Brand new Mediation service is launched for Church musicians

New Mediation service for Churches and Church musicians is launched

Organists, clergy, choir members and other parish musicians who may be involved in disputes now have access to a new mediation service, it is announced by the Guild of Church Musicians.

This is believed to be the first time any UK church music organisation has formally offered a mediation service.

The move has been prompted by both the lack of any formal arrangements for mediation for parish musicians and the increase in the number of disputes in recent years.

This news results from revised legal guidance from General Synod published in 2018.  Most paid church musicians are employees and, as a result, have the right to go to an employment tribunal in the event of a dispute.

Dame Mary Archer

Commenting on the new service, the Guild’s President, Dame Mary Archer (pictured above), said: ‘I hope that the new service will prove to be valuable when issues arise over music and music-related matters in churches, especially if relationships break down or if one party or another takes a fixed position.’

The Guild’s mediation team is willing to look at any case, not just those heading for an employment tribunal. The Guild hopes that, by using mediation at an early stage, issues will be resolved more swiftly than by going through litigation.

Members of the Guild’s team of mediators are:

  • The Right Reverend Graeme Knowles who can draw on a lifetime of experience in ecclesiastical musical matters. He was Precentor at Portsmouth Cathedral and Bishop of Sodor & Man, before becoming Dean of St Paul’s Cathedral;
  • Lindsay Gray, an organist, choir trainer and singer, who served for 14 years as headmaster of Llandaff Cathedral Choir School, before becoming director of the Royal School of Church Music. He can draw on his wide experience of mediation, both as a choir-school head and, more recently, in cathedrals and major parish churches;
  • Barry Williams, a retired lawyer with experience of mediation in Chancery matters as well as church music. He co-authored the book Everything else an organist should know which contains a chapter specifically devoted to the resolution of disputes;
  • Nicola Parslow, who has also undertaken complex Chancery mediation and can draw on her experience of sitting on tribunals in ecclesiastical matters.

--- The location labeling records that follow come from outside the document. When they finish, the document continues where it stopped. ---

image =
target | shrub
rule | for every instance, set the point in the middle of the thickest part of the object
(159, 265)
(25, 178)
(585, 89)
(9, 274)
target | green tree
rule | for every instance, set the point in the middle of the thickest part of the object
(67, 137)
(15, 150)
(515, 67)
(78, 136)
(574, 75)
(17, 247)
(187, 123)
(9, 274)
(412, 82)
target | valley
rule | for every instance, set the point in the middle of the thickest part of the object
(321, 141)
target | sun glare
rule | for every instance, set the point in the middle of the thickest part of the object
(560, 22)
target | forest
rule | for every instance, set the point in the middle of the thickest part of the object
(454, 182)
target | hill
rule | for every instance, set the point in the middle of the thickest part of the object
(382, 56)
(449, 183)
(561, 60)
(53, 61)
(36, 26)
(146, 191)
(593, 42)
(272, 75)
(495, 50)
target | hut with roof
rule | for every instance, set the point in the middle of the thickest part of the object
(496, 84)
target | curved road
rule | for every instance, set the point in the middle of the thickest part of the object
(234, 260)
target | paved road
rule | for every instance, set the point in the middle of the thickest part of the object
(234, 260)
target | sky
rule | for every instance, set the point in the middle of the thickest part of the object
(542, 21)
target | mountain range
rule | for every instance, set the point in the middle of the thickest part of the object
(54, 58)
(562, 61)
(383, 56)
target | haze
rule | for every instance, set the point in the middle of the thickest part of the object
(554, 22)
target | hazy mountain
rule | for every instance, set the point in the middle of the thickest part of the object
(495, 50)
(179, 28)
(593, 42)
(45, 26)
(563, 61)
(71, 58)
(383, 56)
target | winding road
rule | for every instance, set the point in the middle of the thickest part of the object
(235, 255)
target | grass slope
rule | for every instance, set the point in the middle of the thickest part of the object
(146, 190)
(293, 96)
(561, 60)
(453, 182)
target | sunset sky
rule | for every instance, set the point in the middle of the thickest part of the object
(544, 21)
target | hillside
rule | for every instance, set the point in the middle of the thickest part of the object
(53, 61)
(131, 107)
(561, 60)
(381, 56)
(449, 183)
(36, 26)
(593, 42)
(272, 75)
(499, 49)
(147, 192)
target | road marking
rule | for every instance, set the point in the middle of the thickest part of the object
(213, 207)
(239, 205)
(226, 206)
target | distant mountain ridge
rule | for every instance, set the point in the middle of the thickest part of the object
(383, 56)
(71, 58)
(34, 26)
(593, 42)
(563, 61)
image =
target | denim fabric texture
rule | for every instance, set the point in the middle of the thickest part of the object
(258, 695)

No charge is made by the Guild for mediation, but it is expected that users of the service will meet the mediators’ reasonable expenses.

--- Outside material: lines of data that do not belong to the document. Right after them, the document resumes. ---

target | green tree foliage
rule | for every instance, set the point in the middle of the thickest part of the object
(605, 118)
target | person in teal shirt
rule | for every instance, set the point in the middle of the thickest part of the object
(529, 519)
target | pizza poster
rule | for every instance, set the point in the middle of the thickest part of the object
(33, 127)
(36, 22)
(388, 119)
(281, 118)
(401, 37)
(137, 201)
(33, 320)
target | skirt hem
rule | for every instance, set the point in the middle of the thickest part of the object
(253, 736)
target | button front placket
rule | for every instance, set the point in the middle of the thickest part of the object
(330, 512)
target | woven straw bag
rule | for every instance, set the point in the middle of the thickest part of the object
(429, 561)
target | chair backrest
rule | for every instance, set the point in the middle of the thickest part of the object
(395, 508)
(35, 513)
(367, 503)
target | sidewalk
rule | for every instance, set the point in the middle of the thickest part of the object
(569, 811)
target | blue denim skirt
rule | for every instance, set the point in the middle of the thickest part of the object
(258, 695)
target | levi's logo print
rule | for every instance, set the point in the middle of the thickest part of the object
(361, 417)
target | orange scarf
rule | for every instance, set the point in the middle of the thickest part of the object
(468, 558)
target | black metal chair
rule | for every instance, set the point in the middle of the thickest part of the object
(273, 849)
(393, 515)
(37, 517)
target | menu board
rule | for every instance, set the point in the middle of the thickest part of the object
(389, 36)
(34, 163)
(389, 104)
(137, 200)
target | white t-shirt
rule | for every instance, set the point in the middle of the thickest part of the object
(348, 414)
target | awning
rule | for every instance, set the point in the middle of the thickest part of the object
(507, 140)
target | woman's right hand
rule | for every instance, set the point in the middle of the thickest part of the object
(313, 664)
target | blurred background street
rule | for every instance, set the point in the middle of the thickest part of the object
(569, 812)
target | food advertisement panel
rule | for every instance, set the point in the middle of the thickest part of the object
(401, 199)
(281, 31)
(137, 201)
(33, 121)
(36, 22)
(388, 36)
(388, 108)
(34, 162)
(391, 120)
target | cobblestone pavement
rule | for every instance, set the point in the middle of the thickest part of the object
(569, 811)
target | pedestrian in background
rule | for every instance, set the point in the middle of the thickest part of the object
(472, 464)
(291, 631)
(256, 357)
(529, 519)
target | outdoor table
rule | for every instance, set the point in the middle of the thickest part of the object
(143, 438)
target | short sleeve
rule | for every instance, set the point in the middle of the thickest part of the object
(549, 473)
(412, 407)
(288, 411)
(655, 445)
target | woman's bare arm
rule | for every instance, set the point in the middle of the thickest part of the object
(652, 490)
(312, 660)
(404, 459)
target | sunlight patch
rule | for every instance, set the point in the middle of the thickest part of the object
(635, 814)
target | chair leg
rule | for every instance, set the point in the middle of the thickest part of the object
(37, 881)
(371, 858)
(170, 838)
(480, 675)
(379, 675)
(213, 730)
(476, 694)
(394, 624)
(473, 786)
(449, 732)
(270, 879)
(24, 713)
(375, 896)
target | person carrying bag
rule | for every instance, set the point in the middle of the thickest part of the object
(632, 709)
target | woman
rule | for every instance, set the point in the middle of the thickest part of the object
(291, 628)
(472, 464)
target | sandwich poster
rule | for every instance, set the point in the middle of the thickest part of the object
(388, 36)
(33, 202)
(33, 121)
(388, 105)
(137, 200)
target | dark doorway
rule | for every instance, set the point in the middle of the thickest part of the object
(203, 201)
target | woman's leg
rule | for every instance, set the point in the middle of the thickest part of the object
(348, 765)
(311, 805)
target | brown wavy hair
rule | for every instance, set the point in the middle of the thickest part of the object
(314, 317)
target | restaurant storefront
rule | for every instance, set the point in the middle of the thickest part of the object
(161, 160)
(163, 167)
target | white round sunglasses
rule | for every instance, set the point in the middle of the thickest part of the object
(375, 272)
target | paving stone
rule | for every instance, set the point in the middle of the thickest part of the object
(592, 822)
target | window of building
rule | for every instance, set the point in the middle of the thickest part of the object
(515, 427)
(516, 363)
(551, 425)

Anyone wishing to make use of the new service is asked to contact the Guild's Registrar, June Williams, telephone 0208 395 7949. Answers to frequently asked questions are on the website’s Help and Advice page at

The Guild of Church Musicians was formed in 1888 and exists to encourage church musicians within all denominations of the church to attain the highest standards of music in the worship of Almighty God. Membership is open to anyone interested in church music. Whilst the majority of members live in the UK, the Guild has members living in all parts of the world.